Drame familial à Maurage

G. M.

Un père de famille dépressif tue son épouse et blesse ses deux fils, à la cité Astrid

MAURAGE C'est l'émoi, dans la petite cité Astrid, à Maurage (La Louvière), aux portes de Strépy-Bracquegnies. Dans la petite rue de la cité où les maisons du Foyer louviérois semblent écrasées par le gigantesque ascenseur à bateaux, Saverio Terrasi, la quarantaine, a tué son épouse Rosa, à coups d'arme blanche. L'on évoquait soit un marteau soit une hache. Il a aussi frappé ses deux fils, Irlando (26 ans) et Salvatore (22 ans). L'état du cadet était critique: il aurait reçu l'arme à la tête. Cependant, aucune information officielle ne circule à son sujet.
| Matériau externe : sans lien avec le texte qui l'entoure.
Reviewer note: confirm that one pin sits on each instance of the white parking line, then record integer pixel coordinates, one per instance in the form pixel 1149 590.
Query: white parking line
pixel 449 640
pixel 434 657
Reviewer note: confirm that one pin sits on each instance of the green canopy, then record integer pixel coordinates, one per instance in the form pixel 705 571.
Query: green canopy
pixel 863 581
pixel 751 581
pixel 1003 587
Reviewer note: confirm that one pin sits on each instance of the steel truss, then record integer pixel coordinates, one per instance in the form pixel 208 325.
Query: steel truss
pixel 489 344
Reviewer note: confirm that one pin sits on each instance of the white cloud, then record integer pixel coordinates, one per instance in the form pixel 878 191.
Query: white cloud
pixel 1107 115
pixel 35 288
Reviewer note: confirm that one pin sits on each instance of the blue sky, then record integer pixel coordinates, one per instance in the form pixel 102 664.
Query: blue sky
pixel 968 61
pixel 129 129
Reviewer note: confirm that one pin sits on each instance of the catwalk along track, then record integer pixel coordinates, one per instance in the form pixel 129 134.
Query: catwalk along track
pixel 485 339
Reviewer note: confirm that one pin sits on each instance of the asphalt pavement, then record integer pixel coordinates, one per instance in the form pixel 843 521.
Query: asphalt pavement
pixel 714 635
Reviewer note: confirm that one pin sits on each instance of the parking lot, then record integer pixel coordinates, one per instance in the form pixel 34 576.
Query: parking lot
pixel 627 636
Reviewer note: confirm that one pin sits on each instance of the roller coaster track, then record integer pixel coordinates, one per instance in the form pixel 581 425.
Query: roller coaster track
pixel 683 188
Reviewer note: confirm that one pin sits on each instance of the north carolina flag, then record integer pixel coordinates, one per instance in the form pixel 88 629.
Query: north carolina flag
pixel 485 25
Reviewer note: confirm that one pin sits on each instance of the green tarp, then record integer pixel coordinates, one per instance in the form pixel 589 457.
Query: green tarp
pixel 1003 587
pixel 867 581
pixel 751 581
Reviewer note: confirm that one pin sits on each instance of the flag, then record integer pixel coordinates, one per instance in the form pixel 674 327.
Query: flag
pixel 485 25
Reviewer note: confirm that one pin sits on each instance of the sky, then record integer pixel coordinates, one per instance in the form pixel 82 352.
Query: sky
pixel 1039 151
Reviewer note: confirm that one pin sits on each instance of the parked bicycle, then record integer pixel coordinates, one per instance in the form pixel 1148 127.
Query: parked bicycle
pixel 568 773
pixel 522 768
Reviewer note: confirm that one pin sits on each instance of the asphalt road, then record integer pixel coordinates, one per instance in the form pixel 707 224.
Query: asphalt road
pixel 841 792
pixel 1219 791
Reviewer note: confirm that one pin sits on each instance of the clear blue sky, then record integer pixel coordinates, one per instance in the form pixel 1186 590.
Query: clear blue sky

Le drame s'est apparemment noué à la maison où Rosa vivait toujours depuis la séparation, au 6 de la cité. Ce dimanche, tout a commencé par une dispute entre Saverio et Irlando, dans les garages collectifs situés derrière la maison du fils aîné (le n°3 de la même cité). Salvatore serait allé les rejoindre, apparemment pour tenter d'apaiser la dispute. Saverio s'est ensuite rendu avec les deux fils chez sa femme Rosa, qu'il a tuée chez elle.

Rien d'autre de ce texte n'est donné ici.